Python - QAM

import numpy as np
import matplotlib.pyplot as plt

class Quadrature_Amplitude_Modulation:
    def __init__(self, mod_order: int) -> None:
        """! Constructor for quadrature amplitude modulation (QAM)
        @param mod_order Modulation order, e.g., 4 for QPSK.
        """
        self.mod_order = mod_order
        self.bit_num_sym = int(np.log2(mod_order))
        m = np.sqrt(mod_order)
        v = np.linspace(1 - m, m - 1, int(m))
        x, y = np.meshgrid(v, v)
        self.const = np.reshape(x + 1j * y, -1) / np.sqrt((mod_order - 1) * 2 / 3)
        self.name = "QPSK" if mod_order == 4 else f"{mod_order}QAM"
    def calc_mi(self, sinr: float, sample_num: int=1000) -> float:
        """! Calculate the per-symbol mutual information, a.k.a. RBIR, for the specified SINR.
        @param sinr SINR in dB
        @param sample_num Number of random samples
        @return Per-bit information
        """
        n_pwr = np.power(10, -0.1 * sinr)
        n = np.random.randn(sample_num) + 1j * np.random.randn(sample_num)
        n *= np.sqrt(n_pwr / 2)
        si = np.zeros((self.mod_order, sample_num))
        for sym_idx in range(self.mod_order):
            for sample_idx in range(sample_num):
                x = np.power(np.abs(self.const - self.const[sym_idx] + n[sample_idx]), 2) - np.power(np.abs(n[sample_idx]), 2)
                si[sym_idx][sample_idx] = np.sum(np.exp(-1 * x / n_pwr))

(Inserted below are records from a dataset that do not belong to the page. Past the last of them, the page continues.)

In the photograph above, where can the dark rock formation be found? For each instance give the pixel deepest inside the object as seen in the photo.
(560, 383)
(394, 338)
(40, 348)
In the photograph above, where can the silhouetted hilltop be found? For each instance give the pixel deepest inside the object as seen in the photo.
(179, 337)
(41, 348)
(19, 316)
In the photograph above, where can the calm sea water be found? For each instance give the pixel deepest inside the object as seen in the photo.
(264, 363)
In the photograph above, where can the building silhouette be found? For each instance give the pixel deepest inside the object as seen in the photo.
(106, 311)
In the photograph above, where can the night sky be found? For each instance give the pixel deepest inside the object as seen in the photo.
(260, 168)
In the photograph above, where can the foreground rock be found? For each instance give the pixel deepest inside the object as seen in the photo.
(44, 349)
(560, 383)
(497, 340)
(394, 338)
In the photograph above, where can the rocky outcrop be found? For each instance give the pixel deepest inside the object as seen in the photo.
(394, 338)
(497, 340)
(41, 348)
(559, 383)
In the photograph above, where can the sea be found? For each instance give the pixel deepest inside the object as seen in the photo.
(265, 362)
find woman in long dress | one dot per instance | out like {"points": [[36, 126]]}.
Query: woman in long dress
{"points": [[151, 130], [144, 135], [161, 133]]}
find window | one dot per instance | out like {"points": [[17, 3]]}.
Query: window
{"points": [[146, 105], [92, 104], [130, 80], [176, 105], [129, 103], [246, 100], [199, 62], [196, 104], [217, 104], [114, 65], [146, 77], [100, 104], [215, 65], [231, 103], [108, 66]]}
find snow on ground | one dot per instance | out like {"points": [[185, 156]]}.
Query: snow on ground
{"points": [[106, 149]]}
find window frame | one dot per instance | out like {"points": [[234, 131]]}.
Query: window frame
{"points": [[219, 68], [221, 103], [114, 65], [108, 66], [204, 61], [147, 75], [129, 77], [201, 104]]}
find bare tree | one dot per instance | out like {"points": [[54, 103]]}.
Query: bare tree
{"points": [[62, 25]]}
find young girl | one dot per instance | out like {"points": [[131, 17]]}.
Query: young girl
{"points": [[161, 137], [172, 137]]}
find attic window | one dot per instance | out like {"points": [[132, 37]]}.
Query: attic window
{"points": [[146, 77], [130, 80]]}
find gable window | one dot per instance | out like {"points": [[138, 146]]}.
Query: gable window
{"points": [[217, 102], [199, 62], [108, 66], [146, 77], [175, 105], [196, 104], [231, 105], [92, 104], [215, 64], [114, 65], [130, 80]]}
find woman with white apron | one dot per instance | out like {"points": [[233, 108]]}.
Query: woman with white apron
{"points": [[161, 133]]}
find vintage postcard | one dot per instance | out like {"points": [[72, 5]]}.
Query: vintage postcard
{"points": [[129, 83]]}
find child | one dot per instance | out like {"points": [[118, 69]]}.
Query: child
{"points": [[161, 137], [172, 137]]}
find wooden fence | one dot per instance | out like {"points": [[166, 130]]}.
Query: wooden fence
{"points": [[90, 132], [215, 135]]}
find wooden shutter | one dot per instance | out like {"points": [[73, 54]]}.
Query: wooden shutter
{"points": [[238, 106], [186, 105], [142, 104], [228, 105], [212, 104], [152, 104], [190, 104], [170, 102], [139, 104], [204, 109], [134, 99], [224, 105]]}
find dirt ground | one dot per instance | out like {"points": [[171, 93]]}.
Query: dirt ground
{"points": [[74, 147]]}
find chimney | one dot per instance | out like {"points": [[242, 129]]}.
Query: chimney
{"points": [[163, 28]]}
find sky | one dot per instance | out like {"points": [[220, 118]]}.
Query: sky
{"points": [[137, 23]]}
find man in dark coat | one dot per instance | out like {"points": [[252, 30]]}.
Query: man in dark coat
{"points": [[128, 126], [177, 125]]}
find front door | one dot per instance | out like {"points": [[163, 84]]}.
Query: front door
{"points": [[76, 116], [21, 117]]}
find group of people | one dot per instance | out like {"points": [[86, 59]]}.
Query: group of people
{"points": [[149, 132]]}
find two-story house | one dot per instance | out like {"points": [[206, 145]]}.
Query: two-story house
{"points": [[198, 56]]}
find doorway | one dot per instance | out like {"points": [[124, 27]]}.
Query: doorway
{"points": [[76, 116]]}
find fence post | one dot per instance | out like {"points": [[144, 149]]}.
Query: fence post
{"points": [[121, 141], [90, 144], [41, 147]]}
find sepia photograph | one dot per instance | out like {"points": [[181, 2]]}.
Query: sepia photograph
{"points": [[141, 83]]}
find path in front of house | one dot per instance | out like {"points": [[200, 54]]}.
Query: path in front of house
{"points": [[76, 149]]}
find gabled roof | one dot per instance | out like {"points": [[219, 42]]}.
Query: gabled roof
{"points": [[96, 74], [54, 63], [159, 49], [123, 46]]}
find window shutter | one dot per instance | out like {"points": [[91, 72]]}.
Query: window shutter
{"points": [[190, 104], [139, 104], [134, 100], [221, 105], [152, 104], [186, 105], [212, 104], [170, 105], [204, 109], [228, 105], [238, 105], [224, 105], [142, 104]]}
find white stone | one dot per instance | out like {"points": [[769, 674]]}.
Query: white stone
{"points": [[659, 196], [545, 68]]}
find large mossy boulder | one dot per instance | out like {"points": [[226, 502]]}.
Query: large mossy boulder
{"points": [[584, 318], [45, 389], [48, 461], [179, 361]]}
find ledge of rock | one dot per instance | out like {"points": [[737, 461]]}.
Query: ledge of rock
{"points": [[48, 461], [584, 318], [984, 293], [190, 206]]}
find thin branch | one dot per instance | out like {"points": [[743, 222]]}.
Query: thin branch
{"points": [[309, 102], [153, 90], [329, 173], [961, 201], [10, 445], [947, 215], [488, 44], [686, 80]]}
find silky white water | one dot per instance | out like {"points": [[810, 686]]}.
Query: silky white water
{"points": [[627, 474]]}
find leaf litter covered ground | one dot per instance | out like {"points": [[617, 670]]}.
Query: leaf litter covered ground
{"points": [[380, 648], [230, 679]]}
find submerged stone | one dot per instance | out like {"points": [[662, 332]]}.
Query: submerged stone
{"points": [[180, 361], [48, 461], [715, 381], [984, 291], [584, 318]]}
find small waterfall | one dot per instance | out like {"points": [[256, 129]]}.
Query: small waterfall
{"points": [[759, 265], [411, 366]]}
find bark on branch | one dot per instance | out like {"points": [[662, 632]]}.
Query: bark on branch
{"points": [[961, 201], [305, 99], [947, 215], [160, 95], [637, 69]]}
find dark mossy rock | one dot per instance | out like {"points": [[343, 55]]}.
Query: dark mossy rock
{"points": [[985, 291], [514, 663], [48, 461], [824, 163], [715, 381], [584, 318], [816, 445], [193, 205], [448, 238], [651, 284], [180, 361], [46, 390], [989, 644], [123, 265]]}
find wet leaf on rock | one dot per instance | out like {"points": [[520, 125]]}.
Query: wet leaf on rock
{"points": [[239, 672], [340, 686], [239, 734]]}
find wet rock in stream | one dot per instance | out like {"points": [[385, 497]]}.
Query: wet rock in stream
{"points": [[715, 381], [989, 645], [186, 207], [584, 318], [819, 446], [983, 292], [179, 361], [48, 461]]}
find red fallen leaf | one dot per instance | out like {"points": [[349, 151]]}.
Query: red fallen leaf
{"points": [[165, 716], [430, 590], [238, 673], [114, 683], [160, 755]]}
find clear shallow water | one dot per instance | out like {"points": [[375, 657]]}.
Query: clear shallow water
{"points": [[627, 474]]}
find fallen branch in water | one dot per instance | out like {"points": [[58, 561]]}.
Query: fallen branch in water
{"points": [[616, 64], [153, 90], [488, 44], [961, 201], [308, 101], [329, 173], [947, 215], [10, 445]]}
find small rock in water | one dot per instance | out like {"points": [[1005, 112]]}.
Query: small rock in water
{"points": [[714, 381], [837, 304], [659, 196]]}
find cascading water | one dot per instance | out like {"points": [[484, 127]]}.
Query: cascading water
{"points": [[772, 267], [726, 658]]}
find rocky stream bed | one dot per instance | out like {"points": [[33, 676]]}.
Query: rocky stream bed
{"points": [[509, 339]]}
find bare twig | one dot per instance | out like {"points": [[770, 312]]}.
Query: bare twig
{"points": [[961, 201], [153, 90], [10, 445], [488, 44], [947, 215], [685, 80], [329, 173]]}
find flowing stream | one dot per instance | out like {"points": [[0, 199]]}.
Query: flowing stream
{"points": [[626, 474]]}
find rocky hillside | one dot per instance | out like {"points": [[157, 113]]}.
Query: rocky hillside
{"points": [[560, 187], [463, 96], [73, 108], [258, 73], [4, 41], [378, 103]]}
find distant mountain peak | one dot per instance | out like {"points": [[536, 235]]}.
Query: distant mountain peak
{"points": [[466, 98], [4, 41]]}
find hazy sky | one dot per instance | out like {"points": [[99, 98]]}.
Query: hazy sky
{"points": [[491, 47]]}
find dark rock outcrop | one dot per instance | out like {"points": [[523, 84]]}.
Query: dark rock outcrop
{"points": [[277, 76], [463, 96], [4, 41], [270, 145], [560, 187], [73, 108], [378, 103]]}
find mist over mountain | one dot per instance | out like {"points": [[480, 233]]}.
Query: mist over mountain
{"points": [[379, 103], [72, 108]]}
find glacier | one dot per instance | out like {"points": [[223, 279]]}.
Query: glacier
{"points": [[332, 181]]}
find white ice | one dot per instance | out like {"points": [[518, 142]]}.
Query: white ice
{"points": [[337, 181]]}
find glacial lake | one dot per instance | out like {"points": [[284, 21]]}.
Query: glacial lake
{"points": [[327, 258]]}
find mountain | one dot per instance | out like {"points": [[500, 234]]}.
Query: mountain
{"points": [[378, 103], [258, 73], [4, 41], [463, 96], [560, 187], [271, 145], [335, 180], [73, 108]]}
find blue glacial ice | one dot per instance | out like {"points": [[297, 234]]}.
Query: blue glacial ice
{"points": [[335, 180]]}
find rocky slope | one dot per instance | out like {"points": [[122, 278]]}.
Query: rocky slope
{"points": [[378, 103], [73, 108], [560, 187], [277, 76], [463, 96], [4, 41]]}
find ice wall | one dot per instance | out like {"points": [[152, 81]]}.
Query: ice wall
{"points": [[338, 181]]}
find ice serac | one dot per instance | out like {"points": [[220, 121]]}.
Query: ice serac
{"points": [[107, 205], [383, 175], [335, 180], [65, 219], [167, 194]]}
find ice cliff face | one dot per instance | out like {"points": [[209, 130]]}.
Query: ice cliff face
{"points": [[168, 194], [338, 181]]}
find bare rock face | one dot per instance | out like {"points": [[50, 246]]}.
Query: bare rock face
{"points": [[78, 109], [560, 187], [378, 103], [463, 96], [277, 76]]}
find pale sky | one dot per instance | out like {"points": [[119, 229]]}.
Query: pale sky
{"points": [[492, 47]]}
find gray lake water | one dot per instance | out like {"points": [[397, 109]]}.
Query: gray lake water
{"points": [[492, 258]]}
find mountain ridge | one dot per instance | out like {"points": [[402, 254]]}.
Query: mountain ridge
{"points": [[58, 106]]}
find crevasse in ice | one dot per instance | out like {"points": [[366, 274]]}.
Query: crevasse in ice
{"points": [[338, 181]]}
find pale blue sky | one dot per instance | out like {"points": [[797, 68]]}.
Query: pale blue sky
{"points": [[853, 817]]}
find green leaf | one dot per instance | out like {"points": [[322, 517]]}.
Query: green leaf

        return self.bit_num_sym - np.log2(si).mean()
    def visualize(self, ax: plt.Axes = None, **kwargs) -> None:
        """! Visualize the constellation
        @param ax An axis object
        @param kwargs Keyword argument for further customization
        """
        if ax is None:
            _, ax = plt.subplots()
        ax.scatter(self.const.real, self.const.imag, **kwargs)
        ax.set_xlabel('In-phase')
        ax.set_ylabel('Quadrature')
        ax.set_title(self.name)
        ax.set_aspect('equal')
        ax.grid(True)